After the ATV Control Centre (ATV-CC) in Toulouse, France, had 'woken up' Jules Verne ATV, the manoeuvre started at 06:22 CEST (04:22 GMT) this morning and provided a 2.65 m/s thrust using two of the ATV's four main engines. Controllers at ATV-CC closely monitored ATV's subsystems throughout the long manoeuvre.
"The Station's altitude naturally decreases with atmospheric drag. Until now this has been compensated for by performing a re-boost using the Russian Progress, the Space Shuttle or by the ISS itself," explains Alberto Novelli, ESA’s Mission Director at ATV-CC. "Today, ATV has successfully demonstrated that it too is able to perform this vital function.
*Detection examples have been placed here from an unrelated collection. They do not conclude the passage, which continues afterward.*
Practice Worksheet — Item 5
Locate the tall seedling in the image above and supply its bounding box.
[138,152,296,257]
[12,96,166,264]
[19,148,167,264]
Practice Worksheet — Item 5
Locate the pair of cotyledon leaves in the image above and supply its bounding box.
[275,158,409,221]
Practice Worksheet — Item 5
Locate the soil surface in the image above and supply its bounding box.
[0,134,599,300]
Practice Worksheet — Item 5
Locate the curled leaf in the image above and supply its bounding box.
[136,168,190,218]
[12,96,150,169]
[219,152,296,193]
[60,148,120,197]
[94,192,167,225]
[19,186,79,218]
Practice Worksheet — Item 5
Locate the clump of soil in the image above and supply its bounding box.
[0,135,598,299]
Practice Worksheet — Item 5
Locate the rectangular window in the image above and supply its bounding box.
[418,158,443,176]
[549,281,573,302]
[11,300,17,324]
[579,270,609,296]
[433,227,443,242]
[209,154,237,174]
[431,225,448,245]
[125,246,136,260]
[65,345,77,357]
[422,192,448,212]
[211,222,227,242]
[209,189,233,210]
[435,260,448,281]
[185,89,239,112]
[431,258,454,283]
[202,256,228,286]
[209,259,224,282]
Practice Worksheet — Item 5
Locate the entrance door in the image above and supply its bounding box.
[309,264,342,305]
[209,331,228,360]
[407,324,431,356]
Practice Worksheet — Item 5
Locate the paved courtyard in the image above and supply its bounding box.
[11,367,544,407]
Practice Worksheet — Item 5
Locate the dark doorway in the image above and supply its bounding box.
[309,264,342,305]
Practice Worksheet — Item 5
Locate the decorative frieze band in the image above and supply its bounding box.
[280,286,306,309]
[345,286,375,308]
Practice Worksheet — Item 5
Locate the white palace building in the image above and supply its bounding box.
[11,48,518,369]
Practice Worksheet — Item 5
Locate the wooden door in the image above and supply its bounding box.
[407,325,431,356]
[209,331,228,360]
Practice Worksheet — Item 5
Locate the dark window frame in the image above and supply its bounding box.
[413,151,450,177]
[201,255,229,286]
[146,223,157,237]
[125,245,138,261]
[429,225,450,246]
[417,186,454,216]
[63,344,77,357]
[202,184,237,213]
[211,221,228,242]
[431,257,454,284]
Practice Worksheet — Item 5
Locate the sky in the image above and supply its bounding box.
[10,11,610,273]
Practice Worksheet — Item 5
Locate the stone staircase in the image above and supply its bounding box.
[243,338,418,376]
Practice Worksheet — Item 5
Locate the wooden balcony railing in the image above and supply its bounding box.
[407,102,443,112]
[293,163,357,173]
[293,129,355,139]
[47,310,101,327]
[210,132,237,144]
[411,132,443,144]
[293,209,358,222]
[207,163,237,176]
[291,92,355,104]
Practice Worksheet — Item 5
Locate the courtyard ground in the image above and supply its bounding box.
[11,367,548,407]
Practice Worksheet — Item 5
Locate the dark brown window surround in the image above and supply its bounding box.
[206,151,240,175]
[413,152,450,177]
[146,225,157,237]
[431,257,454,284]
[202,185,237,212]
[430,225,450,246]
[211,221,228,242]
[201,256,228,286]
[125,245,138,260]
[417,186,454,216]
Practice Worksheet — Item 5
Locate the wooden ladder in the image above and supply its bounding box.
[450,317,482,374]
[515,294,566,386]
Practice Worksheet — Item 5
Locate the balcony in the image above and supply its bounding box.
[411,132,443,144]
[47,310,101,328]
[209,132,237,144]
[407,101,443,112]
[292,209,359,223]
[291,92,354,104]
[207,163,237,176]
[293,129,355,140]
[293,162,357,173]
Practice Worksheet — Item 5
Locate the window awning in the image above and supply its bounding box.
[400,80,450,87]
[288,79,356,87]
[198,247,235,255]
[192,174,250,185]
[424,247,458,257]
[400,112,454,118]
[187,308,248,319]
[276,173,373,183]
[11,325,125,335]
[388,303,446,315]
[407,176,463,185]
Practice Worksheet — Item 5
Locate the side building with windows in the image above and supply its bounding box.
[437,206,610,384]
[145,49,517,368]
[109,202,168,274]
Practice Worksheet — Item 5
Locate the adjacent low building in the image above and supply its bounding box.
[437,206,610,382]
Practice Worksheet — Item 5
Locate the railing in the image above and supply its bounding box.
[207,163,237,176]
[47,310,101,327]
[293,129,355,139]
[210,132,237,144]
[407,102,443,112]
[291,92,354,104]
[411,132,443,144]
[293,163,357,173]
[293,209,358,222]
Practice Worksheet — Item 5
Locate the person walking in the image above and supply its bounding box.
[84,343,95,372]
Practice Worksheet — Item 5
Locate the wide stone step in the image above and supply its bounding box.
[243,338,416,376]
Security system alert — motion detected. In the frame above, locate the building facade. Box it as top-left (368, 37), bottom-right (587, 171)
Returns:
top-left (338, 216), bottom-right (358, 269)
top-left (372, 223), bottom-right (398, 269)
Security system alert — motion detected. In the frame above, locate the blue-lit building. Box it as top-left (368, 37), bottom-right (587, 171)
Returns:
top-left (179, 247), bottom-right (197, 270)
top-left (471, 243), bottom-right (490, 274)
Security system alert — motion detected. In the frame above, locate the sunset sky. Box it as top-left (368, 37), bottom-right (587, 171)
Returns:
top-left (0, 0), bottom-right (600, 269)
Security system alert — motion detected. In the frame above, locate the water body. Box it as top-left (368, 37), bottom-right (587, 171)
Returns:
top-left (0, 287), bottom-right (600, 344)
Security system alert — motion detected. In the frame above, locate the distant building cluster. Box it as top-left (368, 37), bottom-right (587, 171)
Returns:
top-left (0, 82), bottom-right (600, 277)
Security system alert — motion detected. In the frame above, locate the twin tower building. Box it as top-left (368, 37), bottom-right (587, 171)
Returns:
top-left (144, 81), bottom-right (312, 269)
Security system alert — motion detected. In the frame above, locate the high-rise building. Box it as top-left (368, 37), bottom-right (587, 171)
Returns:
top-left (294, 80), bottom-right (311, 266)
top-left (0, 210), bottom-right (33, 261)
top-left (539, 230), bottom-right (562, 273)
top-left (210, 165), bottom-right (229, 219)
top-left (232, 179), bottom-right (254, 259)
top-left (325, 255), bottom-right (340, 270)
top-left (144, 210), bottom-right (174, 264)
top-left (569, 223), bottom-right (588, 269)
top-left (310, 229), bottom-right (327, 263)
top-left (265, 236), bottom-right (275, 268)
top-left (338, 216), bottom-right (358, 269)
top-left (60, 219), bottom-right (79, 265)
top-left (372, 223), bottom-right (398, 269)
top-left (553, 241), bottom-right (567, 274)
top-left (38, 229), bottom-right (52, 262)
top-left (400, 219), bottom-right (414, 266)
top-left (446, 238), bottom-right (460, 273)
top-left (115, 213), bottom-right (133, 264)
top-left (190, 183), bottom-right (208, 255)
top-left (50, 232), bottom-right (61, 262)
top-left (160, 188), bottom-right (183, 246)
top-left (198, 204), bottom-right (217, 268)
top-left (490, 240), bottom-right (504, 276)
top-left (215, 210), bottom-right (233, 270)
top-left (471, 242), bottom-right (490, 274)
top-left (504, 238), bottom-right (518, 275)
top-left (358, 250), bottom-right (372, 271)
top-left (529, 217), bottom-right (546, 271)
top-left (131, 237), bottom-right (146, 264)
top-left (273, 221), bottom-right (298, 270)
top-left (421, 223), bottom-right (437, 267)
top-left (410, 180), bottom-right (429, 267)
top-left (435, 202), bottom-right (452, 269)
Only Progress and ATV can provide this high level of re-boost. ATV is unique due to the quantity of fuel available for such manoeuvres."
The re-boost manoeuvre comes just three weeks after Jules Verne ATV successfully docked with ISS on 3 April 2008 delivering 1150 kg of dry cargo, including food, clothes and equipment, as well as additional supplies of water, oxygen and fuel. Since then, the European ISS resupply spacecraft has been in dormant mode attached to the docking port on the Russian Zvezda module.
Today's re-boost sets up the International Space Station for the arrival of Space Shuttle Discovery on the STS-124 mission to deliver the Japanese Kibo laboratory. STS-124 is currently targeted for launch on 31 May 2008. Further re-boost manoeuvres using ATV are scheduled for 12 June, 8 July and 6 August.
Jules Verne ATV is scheduled to remain docked to the International Space Station until early August. At the end of its mission, Jules Verne, loaded with up to 6.5 tonnes of material no longer required by the ISS, will undock and then burn up completely during a guided and controlled re-entry high over the Pacific Ocean.
About International Space Station
The International Space Station (ISS) is a research facility currently being assembled in space. The on-orbit assembly of ISS began in 1998. The space station is in a low Earth orbit and can be seen from Earth with the naked eye: it has an altitude of approximately 350 km (217 mi) above the surface of the Earth, and travels at an average speed of 27,700 km (17,210 statute miles) per hour, completing 15.77 orbits per day.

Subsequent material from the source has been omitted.